|A shalshelet in Amos.|
From the music of Amos I also learn that the change in sublinear sign can be rare. When the prophet intones his three and four announcements, they are all intoned on one fundamental note with ornamentation. Mitchell in a forthcoming work on the Psalms of Ascent interprets a change of note as a stress marker, so I have put my dashed barlines at this point in the music. It works very well, so well that I no longer bother testing any other regular barline possibility. I count a phrase with 23 beats without a change in reciting note. (Amos 2:9). My music program can just handle it.
Here's an example of phrase structure within these first two chapters of Amos. This phrase is repeated 8 times with different objects in the first two chapters and each time (except for a minor variation for the children of Ammon) to the same music. It is music, pace the brilliant scholars who call them accents.
This is Amos 1:11a (to the rest point of the subdominant atenach) and its music.
|כֹּ֚ה אָמַ֣ר יְהוָ֔ה עַל־שְׁלֹשָׁה֙ פִּשְׁעֵ֣י אֱד֔וֹם וְעַל־אַרְבָּעָ֖ה לֹ֣א אֲשִׁיבֶ֑נּוּ|
|A return to the tonic for the children of Ammon|
So will I play any more with Amos - probably. There seems to be something to learn with every phrase I look at. I have left my PDF's and XML files at the shared location if anyone wants to help. (Don't you think you would find it fascinating! Let me know... ) And this kind of reading encourages slow and careful consideration. I think, for instance that the King James translation of these verses is over-determining the 'meaning' with the added words. Because the rest-point in the music demands a rest, the addition of words after turn away violates the rhythm and sense. The sense could easily be compassion and not vindictiveness.
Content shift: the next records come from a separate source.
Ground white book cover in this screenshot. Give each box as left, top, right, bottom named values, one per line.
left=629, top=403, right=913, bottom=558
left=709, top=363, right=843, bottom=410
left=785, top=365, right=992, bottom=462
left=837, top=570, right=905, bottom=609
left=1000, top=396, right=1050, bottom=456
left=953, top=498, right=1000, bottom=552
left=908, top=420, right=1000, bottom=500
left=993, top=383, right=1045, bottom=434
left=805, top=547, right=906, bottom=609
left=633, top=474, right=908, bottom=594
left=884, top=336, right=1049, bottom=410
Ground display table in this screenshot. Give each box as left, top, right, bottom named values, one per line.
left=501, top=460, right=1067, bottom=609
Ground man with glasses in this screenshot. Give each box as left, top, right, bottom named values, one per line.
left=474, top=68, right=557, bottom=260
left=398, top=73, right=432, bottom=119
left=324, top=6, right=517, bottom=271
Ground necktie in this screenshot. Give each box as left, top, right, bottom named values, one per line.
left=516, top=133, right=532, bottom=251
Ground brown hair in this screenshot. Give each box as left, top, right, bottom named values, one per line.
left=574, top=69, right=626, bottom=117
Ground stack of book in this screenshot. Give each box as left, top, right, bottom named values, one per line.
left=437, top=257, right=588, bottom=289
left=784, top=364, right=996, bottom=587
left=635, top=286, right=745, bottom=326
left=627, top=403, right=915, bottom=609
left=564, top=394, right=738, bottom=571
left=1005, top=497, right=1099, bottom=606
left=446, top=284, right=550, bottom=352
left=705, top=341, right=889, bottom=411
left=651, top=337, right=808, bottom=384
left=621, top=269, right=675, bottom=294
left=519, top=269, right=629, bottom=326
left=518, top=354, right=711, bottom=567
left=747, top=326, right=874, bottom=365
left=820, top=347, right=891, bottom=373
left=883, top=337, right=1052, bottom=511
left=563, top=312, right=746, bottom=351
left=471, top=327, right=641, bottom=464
Thus saith the LORD; For three transgressions of Edom, and for four, I will not turn away the punishment thereof; [KJV - read it for historical interest]One generation assumes punishment, another assumes consequences, another leaves the gap and prays. Certainly these places - all of them, are still in need of prayer today. I confess though I do not know how to pray for kleptocrats except that the consequences might be swift and the shame complete.